Reconciliation (or clustering) confidence score is a metric for the confidence level of the assignment of an entity to a cluster. You can then filter out predictions that the clustering model is uncertain about and make decisions based on the remaining, confident outcomes.
How a confidence score is produced
Clustering produces hard assignments: each entity is assigned to exactly one cluster. The confidence score describes the confidence level that a node belongs to its assigned cluster, valued between [0, 1].
1.0 = very certain the entity belongs to its assigned cluster
0.0 = very uncertain the entity belongs to its assigned cluster
There is a notion of similarity/distance between any pair of entities. Entity pairs within a cluster are more likely to have lower distances than pairs that span different clusters. The further away an entity is from other members of its cluster, the lower the confidence value.
Other clusters also influence the confidence score. If there are other clusters close to an entity, its confidence is diminished according to the distances from those clusters.
The cluster density is related to the distances between all entity pairs of the cluster, and also has an effect on the confidence value: for any entity at a fixed distance from the cluster, the confidence value is high if the cluster density is low; and the confidence is low if the cluster density is high.

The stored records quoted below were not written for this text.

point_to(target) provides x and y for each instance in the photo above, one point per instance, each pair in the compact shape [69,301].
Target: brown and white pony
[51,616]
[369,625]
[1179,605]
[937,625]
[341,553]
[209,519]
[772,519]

For the reconciliation pipeline to scale to millions or billions of entities, the confidence score calculation exploits randomized sampling methods to limit the computational complexity. As such, confidence scores are bucketed into 0.1-sized intervals. As a result, we recommend you do not depend on the exact confidence values to make review or human-in-the-loop decisions.
Diagram Key
Use the following descriptions to understand the diagrams.
Description | Diagram |
---|---|
Entity | |
A cluster of entities. Entity cluster depicted by a circle. Cluster spread is represented by the size of the circle. |
|
Multiple entity clusters. Color coded: an entity and its assigned cluster share the same color. | |
In some cases we focus on a single entity and its relation to other clusters. All other entities are hidden from view. d_a: Distance from the entity to cluster A's centroid d_b: Distance from the entity to cluster B's centroid c: cluster confidence score of the entity |
Illustrated examples
The follow diagrams serve as examples to help you visualize the high-level concept in determining confidence scores.
Situation | Diagram |
---|---|
The entity is assigned to cluster A. If A is the only cluster in the entire embedding space, then the confidence score will always be 1 regardless of the distance between them. | |
A and B are clusters that have the same spread, and their centroids are equally distant from the entity. Both clusters have the same influence on the entity, so the confidence score is 0.5. |
|
The presence of other clusters nearby will exert their influence on the entity and dilute the confidence score. If there are three clusters of identical spread, and the entity is equally distant from all three, then the confidence score is 0.33. |
|
A and B are clusters that have the same spread, but the entity is closer to A than it is to B. A has a higher influence on the entity. Because the entity is also assigned to A, the confidence score will be larger than 0.5. |
|
A and B are clusters that have the same spread, but the entity is closer to B than it is to A. A's influence on the entity is thus lowered. The confidence score will be lower than 0.5. |
|
A has a larger spread than B, but their centroids are equally distant from the entity. A has a higher influence on the entity. Because the entity is also assigned to A, the confidence score will be larger than 0.5. |